I don’t see any obvious way in which this would be “cheating”.
Oh, that’s easy: publication bias. If the original studies report only the measures which reached a cutoff, and the null is always true, then since their measures will generally all be on the same subjects/with the same n, their effect sizes will have to be fairly similar* and I’d expect the i^2 to be low even as the results are meaningless.
* since p is just a function of sample size & effect size, and the p threshold is fixed by convention at 0.05, and sample size n is pretty much the same across all measures—since why would you recruit a subject and then not get as much data as possible and omit lots of subjects? - only measurements with effect sizes big enough to cross the p with the fixed n will be reported.
While if each particular measure was done separately as a bunch of univariate or multivariate meta-analyses, they’d have to get access to the original data or they’d be able to see the publication bias on a measure by measure basis.
Or it might be that each measure has a weighted effect size of zero, it’s just that each study is biased towards a different measure, and so its ‘overall’ estimate is positive even though if we had combined each measure with all its siblings, every single one would net to zero.
Maybe I’m wrong about these speculations. But I hope you see why I feel uncomfortable with this ‘lump everything remotely similar together’ approach and would like to see what meta-analytic experts say about the approach.
This meta-analysis on meditation, has an interesting approach, they basically just analyze the effect sizes in the same “class” (averaging effect sizes within a study if there are multiple different outcomes measured in the same class).
That sounds like a completely disgusting approach… I’m going to have to read that and see if it’s a legitimate strategy.
They seem to get pretty strong effect sizes and low heterogeneity, so I’m curious to hear your thoughts on it.
So, their methodology is, as far as I can tell, described by these parts:
So, they just split the effect sizes, and do an average of the 2 sets. Nothing more.
I dunno. They don’t give any references to papers or textbooks on meta-analysis to justify this procedure. It doesn’t sound very kosher to me.
From a statistical point of view, I wouldn’t expect this to work very well. I would expect a lot of heterogeneity and a very weak signal. However, they report very strong results with low heterogeneity (which I find pretty surprising). I don’t see any obvious way in which this would be “cheating”.
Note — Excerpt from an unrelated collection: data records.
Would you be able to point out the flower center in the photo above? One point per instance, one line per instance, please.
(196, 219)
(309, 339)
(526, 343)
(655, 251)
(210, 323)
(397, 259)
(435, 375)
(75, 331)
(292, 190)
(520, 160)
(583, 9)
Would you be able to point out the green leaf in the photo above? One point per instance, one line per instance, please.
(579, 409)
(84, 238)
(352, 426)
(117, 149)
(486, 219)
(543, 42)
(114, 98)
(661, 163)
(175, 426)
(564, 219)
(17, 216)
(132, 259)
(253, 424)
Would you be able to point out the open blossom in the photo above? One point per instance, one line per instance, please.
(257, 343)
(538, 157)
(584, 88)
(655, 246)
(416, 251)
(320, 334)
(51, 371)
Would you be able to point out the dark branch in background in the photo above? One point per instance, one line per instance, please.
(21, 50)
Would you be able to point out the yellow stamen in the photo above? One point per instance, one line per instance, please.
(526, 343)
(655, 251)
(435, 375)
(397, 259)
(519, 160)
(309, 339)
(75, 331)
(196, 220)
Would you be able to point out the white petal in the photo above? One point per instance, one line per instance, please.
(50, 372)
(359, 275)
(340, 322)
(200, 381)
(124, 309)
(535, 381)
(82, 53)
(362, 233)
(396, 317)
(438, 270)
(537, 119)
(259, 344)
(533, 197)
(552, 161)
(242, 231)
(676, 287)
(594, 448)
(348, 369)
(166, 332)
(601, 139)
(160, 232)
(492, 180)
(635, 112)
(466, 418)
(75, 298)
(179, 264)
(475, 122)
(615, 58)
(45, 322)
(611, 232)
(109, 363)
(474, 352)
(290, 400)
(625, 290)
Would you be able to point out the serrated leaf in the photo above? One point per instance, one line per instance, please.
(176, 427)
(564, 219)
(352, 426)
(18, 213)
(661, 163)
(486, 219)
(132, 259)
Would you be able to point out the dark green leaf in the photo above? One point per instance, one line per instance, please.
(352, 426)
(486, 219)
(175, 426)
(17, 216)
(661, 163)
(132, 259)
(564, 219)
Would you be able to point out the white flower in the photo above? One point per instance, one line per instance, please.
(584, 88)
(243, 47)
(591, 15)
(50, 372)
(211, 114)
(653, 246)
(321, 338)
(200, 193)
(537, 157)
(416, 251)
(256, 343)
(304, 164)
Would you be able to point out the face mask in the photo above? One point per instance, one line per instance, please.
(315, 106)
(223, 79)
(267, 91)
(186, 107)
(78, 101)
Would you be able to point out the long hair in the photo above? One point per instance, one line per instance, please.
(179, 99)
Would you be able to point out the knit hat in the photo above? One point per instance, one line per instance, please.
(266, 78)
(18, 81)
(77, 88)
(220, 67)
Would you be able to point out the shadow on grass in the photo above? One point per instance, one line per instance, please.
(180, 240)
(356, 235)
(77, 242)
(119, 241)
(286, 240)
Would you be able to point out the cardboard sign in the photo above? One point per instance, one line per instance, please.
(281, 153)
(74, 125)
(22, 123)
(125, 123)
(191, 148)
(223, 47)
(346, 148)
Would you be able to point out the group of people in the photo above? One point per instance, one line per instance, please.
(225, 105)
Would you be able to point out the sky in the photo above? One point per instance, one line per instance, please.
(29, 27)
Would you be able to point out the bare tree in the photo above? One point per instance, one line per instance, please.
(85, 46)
Are you worried about something else specific?
Oh, that’s easy: publication bias. If the original studies report only the measures which reached a cutoff, and the null is always true, then since their measures will generally all be on the same subjects/with the same n, their effect sizes will have to be fairly similar* and I’d expect the i^2 to be low even as the results are meaningless.
* since p is just a function of sample size & effect size, and the p threshold is fixed by convention at 0.05, and sample size n is pretty much the same across all measures—since why would you recruit a subject and then not get as much data as possible and omit lots of subjects? - only measurements with effect sizes big enough to cross the p with the fixed n will be reported.
While if each particular measure was done separately as a bunch of univariate or multivariate meta-analyses, they’d have to get access to the original data or they’d be able to see the publication bias on a measure by measure basis.
Or it might be that each measure has a weighted effect size of zero, it’s just that each study is biased towards a different measure, and so its ‘overall’ estimate is positive even though if we had combined each measure with all its siblings, every single one would net to zero.
Maybe I’m wrong about these speculations. But I hope you see why I feel uncomfortable with this ‘lump everything remotely similar together’ approach and would like to see what meta-analytic experts say about the approach.
That’s a great point, I hadn’t been thinking about that. It amplifies the publication bias by a lot.